NIGEL BARLEY
British Museum
INAUGURAL PLENARY SESSION - September 4, 12:00 h.
"Making exhibitions of ourselves (Haciendo exposiciones de nosotros mismos)"
Professor Nigel Barley will give the inaugural lecture at the IV International Congress of Anthropology AIBR. He has a PhD in Social Anthropology from the University of Oxford, and is internationally recognized for his ethnographic work in Africa and Indonesia and his productive anthropological production. Some of his works have become great classics, not only in the discipline but also in travel literature, such as his book The Innocent Anthropologist, an ironic account of the ethnographer's first field experience. This was followed by great classics such as A plague of caterpillars and Dancing over the grave, among others.
Currently, Nigel is a curator of the British Museum, as part of the team at the Department of Ethnography. His solid reflections on the relationship between ethnographic experience, social anthropology and different narrative genres, will undoubtedly encourage the meetings, dialogues and stories, as proposed in this Conference, to flow across the halls and corridors of the University of Granada.
PAUL STOLLER
West Chester University
CLOSING PLENARY SESSION - September 7, 17:00 h.

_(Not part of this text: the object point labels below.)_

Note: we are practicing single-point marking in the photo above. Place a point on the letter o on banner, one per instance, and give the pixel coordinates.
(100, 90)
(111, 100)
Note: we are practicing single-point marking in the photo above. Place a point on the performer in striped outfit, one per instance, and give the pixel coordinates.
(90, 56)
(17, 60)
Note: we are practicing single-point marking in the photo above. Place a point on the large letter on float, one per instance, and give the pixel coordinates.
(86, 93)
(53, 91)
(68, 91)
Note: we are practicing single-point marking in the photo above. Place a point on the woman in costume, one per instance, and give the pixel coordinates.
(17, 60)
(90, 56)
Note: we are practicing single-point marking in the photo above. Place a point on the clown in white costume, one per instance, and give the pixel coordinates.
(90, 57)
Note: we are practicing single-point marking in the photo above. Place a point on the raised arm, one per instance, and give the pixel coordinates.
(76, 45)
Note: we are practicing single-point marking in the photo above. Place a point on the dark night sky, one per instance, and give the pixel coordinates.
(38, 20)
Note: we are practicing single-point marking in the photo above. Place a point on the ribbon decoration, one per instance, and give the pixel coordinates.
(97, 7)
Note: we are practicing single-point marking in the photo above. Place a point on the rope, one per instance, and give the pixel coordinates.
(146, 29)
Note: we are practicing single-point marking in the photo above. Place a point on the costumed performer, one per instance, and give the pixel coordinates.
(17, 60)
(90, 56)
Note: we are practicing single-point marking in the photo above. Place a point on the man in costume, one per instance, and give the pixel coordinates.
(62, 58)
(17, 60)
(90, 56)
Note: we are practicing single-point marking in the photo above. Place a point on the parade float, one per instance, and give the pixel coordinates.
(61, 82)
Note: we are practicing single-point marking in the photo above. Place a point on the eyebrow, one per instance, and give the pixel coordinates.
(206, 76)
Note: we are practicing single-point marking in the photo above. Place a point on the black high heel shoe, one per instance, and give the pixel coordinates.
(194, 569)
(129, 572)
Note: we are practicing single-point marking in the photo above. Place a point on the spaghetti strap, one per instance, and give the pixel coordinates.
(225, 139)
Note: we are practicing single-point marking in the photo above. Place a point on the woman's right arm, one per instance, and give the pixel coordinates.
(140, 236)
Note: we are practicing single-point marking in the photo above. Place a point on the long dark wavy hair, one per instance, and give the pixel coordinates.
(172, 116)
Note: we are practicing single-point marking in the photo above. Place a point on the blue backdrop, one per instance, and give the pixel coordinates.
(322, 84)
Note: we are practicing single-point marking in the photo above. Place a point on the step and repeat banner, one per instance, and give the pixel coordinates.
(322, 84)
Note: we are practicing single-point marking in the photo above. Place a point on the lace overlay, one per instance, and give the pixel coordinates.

"Slow anthropology in a Fast World (Antropología lenta en un mundo acelerado)"
Paul Stoller is Professor of Anthropology at West Chester University. He has published 15 books almost of which foreground narrative. These include ethnographies, biographies, memoirs, and novels. In recognition of his work, Stoller has been named a Guggenheim Fellowship (1994) and received the American Anthropological Association’s (AAA) Robert B. Textor Prize for Excellence in Anticipatory Anthropology. In 2013 King Carl XVI Gustav of Sweden presented him the Anders Retzius Gold Medal in Anthropology. In 2015, the AAA awarded him the Anthropology in Media Award.
He lectures widely in Europe and in North and South America, where he also regularly conducts writing workshops for social scientists. His most recent book is Adventures in Blogging: Anthropological and Popular Media, which is being published in 2018. We cannot think of a better way to close our 4th AIBR Internatioanl Conference of Anthropology than a collective reflection guided by Stoller, on how to bring the stories we encounter in our anthropological work closer to the public sphere.